- 1-1/2 cups cake or all-purpose flour
- 1/4 cup sugar
- 2 teaspoons baking powder
- 1/4 teaspoon salt
- 1/4 teaspoon ground cinnamon
- 1 cup unsweetened almond milk
- 1 cup part-skim ricotta cheese
- 3 large eggs, separated
- 2 teaspoons grated lemon peel
- 3 tablespoons lemon juice
- 1 teaspoon almond extract
- 1 cup fresh or frozen raspberries
- Whipped cream, maple syrup and additional raspberries
- In a large bowl, whisk flour, sugar, baking powder, salt and cinnamon. In another bowl, whisk almond milk, ricotta, egg yolks, lemon peel, lemon juice and extract until blended. Add to dry ingredients, stirring just until moistened. In a clean small bowl, beat egg whites until stiff but not dry. Fold into batter. Gently stir in raspberries.
- Lightly grease a griddle; heat over medium heat.
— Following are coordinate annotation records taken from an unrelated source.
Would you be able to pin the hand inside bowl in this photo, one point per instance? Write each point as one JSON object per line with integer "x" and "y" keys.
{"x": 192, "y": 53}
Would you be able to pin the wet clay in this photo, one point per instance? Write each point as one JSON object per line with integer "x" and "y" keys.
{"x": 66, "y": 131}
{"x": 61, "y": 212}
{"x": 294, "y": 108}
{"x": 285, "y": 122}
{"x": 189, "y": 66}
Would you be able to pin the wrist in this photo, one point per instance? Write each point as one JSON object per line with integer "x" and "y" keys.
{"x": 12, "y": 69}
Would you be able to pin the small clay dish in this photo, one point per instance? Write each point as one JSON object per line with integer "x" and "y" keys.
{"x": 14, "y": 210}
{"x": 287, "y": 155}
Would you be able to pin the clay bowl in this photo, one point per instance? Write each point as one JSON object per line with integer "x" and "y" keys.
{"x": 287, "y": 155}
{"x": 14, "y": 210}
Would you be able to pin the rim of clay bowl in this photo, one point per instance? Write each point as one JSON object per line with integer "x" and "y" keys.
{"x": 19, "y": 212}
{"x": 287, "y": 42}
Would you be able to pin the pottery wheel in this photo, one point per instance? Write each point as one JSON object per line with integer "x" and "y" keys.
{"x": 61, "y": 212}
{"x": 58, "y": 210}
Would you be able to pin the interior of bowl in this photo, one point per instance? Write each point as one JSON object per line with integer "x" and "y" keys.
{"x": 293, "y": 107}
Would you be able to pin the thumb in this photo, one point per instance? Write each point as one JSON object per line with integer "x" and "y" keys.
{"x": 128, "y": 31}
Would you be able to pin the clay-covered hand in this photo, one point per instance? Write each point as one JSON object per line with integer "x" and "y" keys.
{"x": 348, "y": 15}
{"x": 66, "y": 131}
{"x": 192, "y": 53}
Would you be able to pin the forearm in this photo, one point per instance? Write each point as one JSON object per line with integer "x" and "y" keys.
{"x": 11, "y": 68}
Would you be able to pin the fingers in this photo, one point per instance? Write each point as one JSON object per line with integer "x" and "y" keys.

Pour batter by 1/4 cupfuls onto griddle. Cook until bubbles on top begin to pop and bottoms are golden brown. Turn; cook until second side is golden brown. Serve with whipped cream, syrup and additional raspberries. Yield: 24 pancakes.
Reviews for Lemon-Raspberry Ricotta Pancakes
"I made these for breakfast this morning & the first words out of my son's mouth when he took a bite was MMMMMMM! This pancake has the perfect flavor. The raspberry & almond flavor together is a great combination. If you don't like ricotta still make these. You can't taste it! We will never eat "regular" pancakes again!"